In speaking/writing with my Metis contacts, by the way, they are very
interested in the role of their ancestors/cousins in the formation of
the Jargon, and also in the notion that non-status and legal-Metis
communities in BC probably more likely used Jargon than they would have
one of the traditional languages. Partly for that reason, the
provincial Metis organization in BC is more likely than any of the
native bands in BC to take an interst in the Jargon, as neither Mitchif
nor French were important in the mixed-native population here other than
among the company's furtraders in the older days....
> > Isn't
> >Turtle Mountain Mitchif a different "flavour" of Mitchif from
> >Manitoba/Saskatchewan Metis; one being Ojibway based, the other Cree?

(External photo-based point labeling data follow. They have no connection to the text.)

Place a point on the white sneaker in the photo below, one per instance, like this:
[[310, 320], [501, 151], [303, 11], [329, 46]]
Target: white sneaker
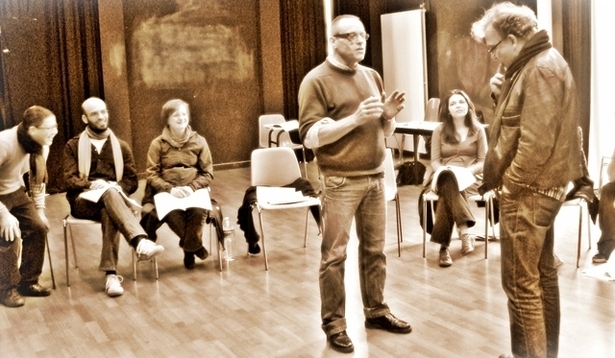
[[147, 249], [113, 287]]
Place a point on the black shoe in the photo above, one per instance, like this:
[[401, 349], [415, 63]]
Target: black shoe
[[33, 290], [389, 323], [599, 258], [11, 298], [189, 260], [592, 207], [201, 253], [341, 342], [254, 249]]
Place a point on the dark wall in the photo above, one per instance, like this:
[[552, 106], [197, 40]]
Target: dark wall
[[454, 59], [205, 53]]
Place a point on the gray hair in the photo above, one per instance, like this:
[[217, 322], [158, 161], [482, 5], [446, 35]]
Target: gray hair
[[506, 18]]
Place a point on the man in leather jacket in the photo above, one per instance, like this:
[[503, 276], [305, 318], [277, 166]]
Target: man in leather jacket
[[533, 154]]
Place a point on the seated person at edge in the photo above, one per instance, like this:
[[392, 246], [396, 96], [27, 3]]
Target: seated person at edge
[[606, 216], [178, 162], [23, 149], [459, 141], [96, 159]]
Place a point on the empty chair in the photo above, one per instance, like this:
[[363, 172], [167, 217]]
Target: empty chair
[[275, 131], [271, 170], [431, 110]]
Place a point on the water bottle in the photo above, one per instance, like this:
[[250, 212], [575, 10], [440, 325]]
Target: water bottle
[[229, 237]]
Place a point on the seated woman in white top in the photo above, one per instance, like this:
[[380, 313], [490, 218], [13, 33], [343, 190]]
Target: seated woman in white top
[[459, 141]]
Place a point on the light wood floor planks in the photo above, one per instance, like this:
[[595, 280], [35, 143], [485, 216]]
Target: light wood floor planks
[[245, 311]]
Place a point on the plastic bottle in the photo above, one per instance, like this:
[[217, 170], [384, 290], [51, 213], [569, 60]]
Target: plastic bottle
[[229, 238]]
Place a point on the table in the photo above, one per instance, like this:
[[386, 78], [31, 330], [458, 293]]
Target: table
[[416, 129]]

I
> >think as someone else pointed out here in another discussion long ago
> >some American Metis are Protestants, which Canadian ones almost never
> >are. The French legacy within the Canadian Metis is a clear historic
> >fact, and IIRC during constitutional hearings which followed various
> >native crises ten years ago spokesmen for the Metis addressed the
> >hearings in both French and English, then read a statement in Mitchif,
> >which they desired to have enshrined as a national language, or at least
> >some kind of protected status. But IIRC they were quite clear that
> >French was more historically widely spoken within their community;
> >Mitchif might have become more current in a West where Riel and Dumont
> >had been victorious, but French was much more identifiably the daily
> >language of the Metis culture of the pre-Canadian West than Mitchif; it
> >varied from community to community _of_course_, and some Metis
> >communities of French linguistic heritage probably use English
> >nowadays. Did the Turtle Mountain people ever speak French, or have
> >anything to do with the French Metis culture to the north?
>
> Of course!, Indian communities, while hampered by the international
> borders, do not necessarily respect them. For example the Mohawk Rez is on
> both sides. French was probably spoken, but I am not sure how much. But
> they have cross-border relationships.
Turtle Mountain? Is that the bunch out in Minnesota or ND?